Key Aspects of the Methodology:

  1. Data Collection and Preparation:
    • The authors utilize cricket match data from Cricsheet.org, consisting of 3100 YAML files across three formats (ODI, IPL, T20). They convert these files to CSV format for analysis.
    • Features such as runs, strike rates, wickets, and economic rates are extracted and transformed into a format suitable for ML models.
    • Feature engineering is performed to generate additional insights like cumulative strike rate, moving averages, and Dream-11 scores for players.
  2. Machine Learning Models:
    • A crucial part of the paper compared classification models from prior work with regression models for predicting player performance.
    • The PyCaret library, an automated ML tool, was used extensively to find the best regressor model, resulting in the selection of the Extra Trees Regressor (ETR) model due to its strong performance in predicting Dream-11 scores with an R2 score of 0.99 for batsmen and 0.97 for bowlers.
    • Overfitting was checked against the model use, confirming robustness without overfitting despite high R2 values.
  3. Predictive Analytics:
    • Inputs for the predictive model include aspects such as player name, match format, team details, and venue.
    • The model accommodates various user inputs, fetching similar historical data, and transforms it into matrices fed into the ETR model to generate performance predictions.
  4. Team Selection Strategy:
    • To select a fantasy team, the authors deploy a combination of the Knapsack and Greedy Algorithms to comply with Dream-11 constraints (e.g., credit limits, selection limits per team).
    • The goal is to maximize expected Dream-11 scores while adhering to the credit budget cap.
  5. Visualization and Data Insights:
    • The paper highlighted the use of Plotly for generating various interactive plots to provide visual insights into player and team performance, which assisted in understanding strengths and weaknesses.
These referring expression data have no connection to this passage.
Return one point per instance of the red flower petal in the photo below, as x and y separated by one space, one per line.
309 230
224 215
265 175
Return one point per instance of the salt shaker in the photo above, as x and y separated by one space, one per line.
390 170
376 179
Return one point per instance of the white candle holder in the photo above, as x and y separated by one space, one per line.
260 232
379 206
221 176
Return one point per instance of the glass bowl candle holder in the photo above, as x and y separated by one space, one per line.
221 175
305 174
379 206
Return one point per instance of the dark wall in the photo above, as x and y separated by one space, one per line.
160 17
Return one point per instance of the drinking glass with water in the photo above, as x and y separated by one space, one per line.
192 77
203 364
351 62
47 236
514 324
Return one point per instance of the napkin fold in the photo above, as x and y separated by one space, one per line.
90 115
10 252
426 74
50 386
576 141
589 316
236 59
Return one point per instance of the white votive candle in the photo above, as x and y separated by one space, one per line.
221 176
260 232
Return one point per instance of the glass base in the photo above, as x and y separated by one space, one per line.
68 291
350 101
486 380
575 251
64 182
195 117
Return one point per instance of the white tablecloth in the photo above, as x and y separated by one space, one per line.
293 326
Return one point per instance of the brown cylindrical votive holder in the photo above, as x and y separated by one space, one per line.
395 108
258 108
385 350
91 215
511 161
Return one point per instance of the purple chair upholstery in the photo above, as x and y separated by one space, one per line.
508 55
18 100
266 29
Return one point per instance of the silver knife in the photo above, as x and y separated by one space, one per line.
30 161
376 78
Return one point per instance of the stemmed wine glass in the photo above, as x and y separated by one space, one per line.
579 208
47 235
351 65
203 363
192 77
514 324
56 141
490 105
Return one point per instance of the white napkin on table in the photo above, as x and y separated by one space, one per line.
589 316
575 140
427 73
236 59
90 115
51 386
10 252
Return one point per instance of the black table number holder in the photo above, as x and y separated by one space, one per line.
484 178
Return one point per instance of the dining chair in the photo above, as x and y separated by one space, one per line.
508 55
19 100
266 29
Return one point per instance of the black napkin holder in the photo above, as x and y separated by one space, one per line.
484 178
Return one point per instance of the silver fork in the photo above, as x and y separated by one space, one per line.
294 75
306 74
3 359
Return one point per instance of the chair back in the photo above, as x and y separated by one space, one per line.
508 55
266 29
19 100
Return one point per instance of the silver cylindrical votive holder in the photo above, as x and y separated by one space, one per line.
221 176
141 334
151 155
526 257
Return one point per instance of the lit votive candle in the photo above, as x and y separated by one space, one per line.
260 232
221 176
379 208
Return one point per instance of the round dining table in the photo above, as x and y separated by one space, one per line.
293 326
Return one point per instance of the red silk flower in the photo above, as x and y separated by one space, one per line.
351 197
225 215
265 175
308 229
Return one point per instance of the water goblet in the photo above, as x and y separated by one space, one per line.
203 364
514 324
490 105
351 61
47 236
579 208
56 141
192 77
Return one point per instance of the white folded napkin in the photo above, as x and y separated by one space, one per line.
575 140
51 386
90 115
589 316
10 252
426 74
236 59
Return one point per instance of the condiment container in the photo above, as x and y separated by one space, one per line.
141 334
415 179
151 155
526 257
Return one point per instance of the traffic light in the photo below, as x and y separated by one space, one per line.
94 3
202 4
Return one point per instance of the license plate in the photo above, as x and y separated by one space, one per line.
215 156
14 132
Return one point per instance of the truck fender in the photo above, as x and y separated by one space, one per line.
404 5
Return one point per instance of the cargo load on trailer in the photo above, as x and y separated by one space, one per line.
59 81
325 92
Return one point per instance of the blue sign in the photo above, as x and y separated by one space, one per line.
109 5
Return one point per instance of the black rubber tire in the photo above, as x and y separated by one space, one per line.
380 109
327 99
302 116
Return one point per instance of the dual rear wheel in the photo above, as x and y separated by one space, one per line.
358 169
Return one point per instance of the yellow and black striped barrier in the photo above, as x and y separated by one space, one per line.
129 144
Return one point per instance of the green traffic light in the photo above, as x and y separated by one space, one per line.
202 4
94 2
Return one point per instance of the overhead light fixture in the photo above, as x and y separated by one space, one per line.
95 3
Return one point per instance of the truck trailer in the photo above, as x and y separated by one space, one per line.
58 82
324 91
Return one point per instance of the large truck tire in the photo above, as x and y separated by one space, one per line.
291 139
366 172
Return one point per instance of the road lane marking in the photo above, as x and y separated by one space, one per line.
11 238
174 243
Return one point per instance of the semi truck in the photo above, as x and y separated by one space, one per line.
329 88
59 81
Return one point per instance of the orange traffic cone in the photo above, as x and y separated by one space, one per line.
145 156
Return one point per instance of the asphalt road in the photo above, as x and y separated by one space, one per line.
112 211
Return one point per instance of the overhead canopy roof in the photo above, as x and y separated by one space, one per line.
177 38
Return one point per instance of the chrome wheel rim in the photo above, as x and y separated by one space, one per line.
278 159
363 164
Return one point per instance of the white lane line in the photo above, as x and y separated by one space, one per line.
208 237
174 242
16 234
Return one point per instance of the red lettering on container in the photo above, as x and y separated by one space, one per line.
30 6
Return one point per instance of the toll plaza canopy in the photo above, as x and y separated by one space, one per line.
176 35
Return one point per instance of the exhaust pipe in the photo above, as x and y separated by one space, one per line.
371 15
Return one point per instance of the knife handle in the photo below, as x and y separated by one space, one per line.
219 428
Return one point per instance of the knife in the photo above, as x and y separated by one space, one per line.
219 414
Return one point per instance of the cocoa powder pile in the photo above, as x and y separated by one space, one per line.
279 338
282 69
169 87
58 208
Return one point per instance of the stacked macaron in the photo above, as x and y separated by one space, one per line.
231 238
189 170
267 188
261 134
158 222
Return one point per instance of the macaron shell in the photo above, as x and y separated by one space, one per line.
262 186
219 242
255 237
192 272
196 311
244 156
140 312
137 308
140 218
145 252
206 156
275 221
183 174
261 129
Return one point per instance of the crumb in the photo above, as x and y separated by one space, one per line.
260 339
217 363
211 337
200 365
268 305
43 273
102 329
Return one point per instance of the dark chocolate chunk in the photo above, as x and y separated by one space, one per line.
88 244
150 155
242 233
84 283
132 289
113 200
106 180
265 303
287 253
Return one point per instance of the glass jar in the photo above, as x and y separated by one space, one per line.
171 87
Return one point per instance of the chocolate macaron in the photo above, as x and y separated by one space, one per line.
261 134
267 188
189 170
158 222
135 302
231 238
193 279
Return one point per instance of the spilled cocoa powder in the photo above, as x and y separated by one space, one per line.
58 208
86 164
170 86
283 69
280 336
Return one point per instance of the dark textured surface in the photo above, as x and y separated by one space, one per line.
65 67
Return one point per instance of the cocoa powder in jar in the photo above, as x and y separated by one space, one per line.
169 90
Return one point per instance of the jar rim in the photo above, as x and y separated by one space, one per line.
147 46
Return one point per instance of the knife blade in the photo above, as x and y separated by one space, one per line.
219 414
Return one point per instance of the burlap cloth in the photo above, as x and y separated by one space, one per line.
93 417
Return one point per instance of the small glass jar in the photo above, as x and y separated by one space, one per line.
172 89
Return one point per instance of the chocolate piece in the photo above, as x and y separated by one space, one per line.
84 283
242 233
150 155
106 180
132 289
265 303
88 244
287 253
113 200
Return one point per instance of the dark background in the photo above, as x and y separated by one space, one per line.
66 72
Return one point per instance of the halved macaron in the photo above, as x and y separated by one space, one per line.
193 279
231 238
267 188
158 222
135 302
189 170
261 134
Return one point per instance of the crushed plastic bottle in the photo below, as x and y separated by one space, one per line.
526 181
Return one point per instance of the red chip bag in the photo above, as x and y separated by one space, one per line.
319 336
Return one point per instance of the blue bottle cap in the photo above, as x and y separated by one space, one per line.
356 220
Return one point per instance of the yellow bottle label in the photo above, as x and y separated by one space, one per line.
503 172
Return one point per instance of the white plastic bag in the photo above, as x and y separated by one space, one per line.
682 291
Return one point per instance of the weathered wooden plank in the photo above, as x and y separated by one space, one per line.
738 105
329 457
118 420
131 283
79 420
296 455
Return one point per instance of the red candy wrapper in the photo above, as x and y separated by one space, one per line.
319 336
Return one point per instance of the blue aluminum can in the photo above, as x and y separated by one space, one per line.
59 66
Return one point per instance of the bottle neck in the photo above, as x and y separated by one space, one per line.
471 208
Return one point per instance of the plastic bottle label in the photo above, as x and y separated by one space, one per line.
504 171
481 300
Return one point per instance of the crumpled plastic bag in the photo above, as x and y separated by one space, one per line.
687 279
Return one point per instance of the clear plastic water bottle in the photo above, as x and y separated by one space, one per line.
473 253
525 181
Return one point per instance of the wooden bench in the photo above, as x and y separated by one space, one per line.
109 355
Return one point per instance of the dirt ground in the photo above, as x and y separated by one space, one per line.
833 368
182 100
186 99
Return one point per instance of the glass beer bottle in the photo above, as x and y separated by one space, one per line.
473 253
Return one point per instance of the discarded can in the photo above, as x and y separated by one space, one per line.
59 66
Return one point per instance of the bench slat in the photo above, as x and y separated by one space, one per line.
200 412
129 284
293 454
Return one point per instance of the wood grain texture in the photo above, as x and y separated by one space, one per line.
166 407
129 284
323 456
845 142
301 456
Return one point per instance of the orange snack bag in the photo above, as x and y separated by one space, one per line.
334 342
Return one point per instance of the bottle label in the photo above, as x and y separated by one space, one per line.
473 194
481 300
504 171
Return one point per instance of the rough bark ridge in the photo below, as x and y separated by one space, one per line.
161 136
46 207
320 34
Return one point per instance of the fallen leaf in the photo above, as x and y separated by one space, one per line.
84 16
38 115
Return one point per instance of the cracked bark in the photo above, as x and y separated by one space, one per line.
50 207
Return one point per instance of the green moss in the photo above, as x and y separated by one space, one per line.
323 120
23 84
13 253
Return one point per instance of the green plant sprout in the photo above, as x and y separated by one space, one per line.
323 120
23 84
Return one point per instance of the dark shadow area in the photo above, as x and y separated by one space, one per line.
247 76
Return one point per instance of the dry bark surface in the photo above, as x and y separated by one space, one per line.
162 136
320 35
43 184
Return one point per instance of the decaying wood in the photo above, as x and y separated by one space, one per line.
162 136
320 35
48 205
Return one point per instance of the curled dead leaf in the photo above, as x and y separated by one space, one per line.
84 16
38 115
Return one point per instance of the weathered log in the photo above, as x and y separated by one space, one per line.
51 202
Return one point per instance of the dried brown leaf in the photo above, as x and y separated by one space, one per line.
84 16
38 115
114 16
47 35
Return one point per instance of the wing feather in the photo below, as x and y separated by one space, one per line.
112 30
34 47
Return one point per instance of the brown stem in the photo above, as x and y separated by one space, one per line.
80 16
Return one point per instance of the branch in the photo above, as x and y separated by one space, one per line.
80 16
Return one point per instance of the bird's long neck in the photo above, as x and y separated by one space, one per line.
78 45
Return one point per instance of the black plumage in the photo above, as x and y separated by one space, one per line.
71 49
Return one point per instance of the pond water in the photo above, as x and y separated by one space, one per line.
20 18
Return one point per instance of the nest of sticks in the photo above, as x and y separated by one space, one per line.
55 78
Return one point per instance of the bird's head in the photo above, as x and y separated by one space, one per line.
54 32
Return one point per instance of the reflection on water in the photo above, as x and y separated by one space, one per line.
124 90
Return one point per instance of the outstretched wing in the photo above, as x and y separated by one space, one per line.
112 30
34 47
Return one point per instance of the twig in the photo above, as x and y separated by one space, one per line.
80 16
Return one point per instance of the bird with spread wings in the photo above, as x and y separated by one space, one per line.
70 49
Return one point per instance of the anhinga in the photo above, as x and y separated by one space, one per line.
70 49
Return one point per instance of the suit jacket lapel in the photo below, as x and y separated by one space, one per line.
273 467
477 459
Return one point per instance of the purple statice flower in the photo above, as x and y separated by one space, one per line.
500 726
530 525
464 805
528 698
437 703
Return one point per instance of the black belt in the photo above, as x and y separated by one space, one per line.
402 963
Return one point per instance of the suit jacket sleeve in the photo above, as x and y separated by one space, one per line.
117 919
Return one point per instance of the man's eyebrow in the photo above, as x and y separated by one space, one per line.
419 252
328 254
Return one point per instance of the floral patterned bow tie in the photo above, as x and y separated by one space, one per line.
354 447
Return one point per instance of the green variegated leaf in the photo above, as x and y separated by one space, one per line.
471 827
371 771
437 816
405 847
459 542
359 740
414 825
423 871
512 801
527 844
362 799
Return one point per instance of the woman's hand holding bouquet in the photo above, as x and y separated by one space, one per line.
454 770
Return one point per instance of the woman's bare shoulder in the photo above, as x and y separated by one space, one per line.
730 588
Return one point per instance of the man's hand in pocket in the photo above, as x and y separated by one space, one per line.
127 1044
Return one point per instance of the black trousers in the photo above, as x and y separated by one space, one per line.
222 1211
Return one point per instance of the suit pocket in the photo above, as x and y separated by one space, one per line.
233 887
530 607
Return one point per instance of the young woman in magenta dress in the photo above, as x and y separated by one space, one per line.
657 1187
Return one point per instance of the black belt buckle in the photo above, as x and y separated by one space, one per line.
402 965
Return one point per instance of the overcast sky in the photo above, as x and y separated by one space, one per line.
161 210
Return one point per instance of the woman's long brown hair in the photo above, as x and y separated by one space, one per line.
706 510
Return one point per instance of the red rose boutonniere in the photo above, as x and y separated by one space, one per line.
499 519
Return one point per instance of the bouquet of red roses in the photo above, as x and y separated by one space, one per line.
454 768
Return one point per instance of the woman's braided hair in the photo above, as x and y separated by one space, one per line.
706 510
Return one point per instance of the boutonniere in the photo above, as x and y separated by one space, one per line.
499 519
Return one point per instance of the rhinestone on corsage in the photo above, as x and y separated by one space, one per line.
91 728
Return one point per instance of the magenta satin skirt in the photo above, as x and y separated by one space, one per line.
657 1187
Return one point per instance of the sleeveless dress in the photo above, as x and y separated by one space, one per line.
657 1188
Conclusions and Implications:

  • The paper underscores the superiority of regression models over classification models in predicting player performance for fantasy cricket applications.
  • By employing data engineering, feature transformation, and ML pipelines, the research demonstrates an effective methodology for analyzing cricket data and optimizing fantasy cricket team selections.
  • Future work could involve automating data update pipelines from Cricsheet.org to maintain real-time relevance of data, potentially enhancing the model’s predictive capabilities.

This research offers a tailored approach to fantasy sports analytics, with a strong foundation in ML algorithms and data-driven decision-making processes that can inform enthusiasts and analysts in building competitive fantasy teams.